18-01-2021, 14:06
|
#113 |
Administrator | Pułapka była, na szczęście Aabidah i Bahadur zdążyli ją zauważyć - na szczęście dla Laveny, bo trudno było sądzić, by budowniczowie grobowca obsypali nieproszonego gościa złotem czy różami.
No ale wystarczyło zrobić większy krok i zostawić pułapkę za plecami.
Wnętrze grobowca... Cóż... Nie robiło najlepszego wrażenia. Prawdę mówiąc można było sądzić, iż budowę przerwano w połowie, a to by znaczyło, że nie tylko nie ma tu żadnych ciekawych przedmiotów, ale - przede wszystkim - nie ma tu sarkofagu.

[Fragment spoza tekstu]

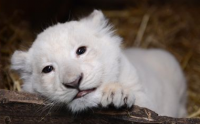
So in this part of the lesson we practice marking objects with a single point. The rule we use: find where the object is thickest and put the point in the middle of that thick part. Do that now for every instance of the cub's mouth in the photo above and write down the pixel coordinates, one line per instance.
(82, 93)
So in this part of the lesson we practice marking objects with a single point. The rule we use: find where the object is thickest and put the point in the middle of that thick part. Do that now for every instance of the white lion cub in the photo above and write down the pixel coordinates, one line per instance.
(80, 63)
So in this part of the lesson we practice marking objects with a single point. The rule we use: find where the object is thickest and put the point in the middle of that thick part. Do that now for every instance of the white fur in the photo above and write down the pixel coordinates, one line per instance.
(148, 78)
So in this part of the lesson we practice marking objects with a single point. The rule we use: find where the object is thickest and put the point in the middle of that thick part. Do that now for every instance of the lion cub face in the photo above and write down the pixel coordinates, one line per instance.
(68, 62)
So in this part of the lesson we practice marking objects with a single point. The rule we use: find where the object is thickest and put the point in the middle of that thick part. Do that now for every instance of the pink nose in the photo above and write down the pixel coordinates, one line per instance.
(74, 84)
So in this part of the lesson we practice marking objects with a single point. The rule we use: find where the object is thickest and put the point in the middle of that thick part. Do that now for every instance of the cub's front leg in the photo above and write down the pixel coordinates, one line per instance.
(116, 94)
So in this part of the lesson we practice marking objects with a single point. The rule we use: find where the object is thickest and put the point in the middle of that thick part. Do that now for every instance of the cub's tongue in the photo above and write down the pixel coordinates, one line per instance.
(84, 92)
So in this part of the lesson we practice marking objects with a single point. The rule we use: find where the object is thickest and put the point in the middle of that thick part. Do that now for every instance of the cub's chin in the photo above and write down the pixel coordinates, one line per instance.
(84, 100)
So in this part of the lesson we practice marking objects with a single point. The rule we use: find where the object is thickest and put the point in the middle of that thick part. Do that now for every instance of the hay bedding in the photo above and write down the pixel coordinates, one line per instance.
(170, 27)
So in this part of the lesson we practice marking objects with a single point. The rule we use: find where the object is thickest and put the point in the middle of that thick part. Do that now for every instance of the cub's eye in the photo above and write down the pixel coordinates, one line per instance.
(47, 69)
(81, 50)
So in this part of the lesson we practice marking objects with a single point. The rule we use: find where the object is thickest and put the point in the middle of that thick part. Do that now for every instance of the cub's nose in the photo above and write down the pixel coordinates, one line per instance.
(74, 84)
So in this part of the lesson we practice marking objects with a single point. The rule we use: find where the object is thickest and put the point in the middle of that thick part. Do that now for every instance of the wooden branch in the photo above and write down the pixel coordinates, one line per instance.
(18, 107)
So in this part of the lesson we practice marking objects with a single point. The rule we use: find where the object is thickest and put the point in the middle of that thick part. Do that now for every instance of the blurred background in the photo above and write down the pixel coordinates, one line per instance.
(173, 25)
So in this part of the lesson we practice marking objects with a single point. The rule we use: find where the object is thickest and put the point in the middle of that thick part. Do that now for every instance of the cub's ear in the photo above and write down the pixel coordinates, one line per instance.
(95, 19)
(19, 61)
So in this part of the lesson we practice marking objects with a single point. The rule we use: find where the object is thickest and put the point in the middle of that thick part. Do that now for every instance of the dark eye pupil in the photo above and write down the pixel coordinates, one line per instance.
(81, 50)
(47, 69)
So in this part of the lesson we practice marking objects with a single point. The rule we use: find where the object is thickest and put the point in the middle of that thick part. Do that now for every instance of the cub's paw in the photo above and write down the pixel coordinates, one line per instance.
(116, 94)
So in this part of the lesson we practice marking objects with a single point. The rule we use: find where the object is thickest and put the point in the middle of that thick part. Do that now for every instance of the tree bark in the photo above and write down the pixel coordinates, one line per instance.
(22, 108)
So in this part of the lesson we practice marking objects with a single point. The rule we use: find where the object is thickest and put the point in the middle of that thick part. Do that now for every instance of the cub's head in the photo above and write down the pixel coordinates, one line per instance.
(69, 62)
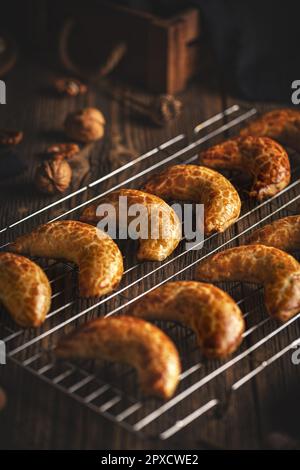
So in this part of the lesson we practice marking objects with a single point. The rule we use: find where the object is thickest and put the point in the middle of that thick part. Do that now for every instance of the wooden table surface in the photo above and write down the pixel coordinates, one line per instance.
(39, 417)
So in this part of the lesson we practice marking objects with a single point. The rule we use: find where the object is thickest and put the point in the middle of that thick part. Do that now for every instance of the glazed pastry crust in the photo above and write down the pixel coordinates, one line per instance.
(263, 158)
(282, 233)
(202, 185)
(210, 312)
(132, 341)
(275, 269)
(24, 290)
(280, 124)
(166, 228)
(97, 256)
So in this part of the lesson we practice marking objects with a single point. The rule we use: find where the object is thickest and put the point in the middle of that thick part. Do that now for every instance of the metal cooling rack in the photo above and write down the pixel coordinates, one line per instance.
(205, 386)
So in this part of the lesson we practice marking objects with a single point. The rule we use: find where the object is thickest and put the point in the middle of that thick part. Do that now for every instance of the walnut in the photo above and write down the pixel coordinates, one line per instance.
(66, 150)
(85, 125)
(70, 86)
(53, 176)
(10, 137)
(164, 109)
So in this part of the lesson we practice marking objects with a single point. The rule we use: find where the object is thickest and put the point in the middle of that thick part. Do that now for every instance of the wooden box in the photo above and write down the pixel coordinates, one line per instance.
(162, 53)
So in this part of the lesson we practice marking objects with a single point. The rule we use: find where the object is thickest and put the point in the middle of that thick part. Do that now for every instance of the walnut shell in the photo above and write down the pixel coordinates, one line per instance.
(65, 150)
(85, 125)
(53, 176)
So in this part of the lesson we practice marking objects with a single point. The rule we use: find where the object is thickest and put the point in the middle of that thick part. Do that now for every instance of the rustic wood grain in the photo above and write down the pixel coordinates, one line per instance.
(39, 417)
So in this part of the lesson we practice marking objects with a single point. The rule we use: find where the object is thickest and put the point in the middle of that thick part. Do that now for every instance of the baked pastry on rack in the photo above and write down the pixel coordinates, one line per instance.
(209, 311)
(161, 221)
(282, 233)
(128, 340)
(279, 124)
(276, 270)
(222, 204)
(98, 258)
(24, 290)
(262, 158)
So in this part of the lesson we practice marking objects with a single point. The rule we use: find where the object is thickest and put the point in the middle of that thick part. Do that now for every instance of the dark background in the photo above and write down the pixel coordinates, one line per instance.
(255, 43)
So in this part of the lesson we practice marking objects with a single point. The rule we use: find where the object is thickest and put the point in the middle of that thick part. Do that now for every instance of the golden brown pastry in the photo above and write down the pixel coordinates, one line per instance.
(280, 124)
(24, 290)
(263, 158)
(275, 269)
(166, 223)
(202, 185)
(206, 309)
(282, 233)
(97, 256)
(132, 341)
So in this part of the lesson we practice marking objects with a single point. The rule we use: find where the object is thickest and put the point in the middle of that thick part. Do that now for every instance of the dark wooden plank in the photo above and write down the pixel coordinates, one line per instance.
(39, 416)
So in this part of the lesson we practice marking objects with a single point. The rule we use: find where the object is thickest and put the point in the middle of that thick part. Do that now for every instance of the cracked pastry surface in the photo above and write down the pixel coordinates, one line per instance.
(24, 290)
(261, 157)
(162, 222)
(282, 233)
(280, 124)
(209, 311)
(276, 270)
(129, 340)
(202, 185)
(97, 256)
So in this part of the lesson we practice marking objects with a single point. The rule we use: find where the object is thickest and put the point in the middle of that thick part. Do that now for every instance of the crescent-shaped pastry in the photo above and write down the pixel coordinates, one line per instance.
(275, 269)
(202, 185)
(98, 258)
(162, 224)
(129, 340)
(24, 290)
(263, 158)
(280, 124)
(210, 312)
(282, 233)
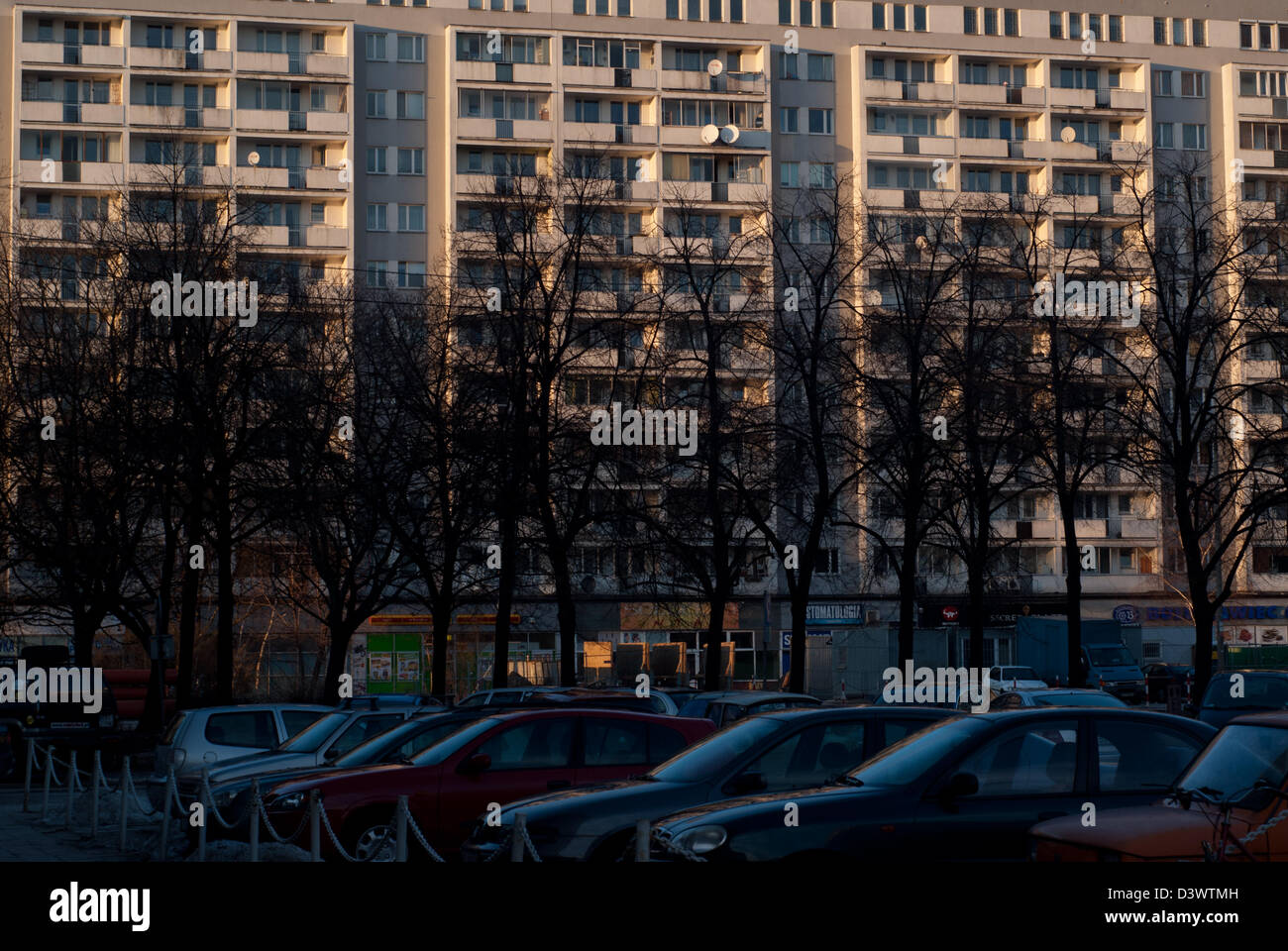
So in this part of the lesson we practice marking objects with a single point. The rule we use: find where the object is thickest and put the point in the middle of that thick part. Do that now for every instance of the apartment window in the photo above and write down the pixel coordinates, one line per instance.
(820, 67)
(411, 161)
(1194, 85)
(411, 50)
(411, 105)
(411, 218)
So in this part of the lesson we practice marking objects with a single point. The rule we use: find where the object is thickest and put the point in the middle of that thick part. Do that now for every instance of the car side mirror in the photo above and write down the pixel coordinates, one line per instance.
(961, 785)
(747, 783)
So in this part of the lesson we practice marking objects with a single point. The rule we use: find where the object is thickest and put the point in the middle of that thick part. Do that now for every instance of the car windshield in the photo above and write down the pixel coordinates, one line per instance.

Nie wszystkie pomieszczenia zostały przeszukane, gdy z jednego z korytarzy wyskoczyły dwa przerośnięte robale. Wielonogie, mało sympatyczne i jadowite na dodatek. Nie wyglądało na to, by dało się z nimi dojść do porozumienia, zatem Jasar strzelił do najbliższej skolopendry. Bełt wbił się na całą długość...
To oczywiście nie wystarczyło, by powalić wija, ale kompani przyłożyli się do dzieła i w końcu jeden z robali padł.
Drugiego Jasar potraktował odrobiną ognia.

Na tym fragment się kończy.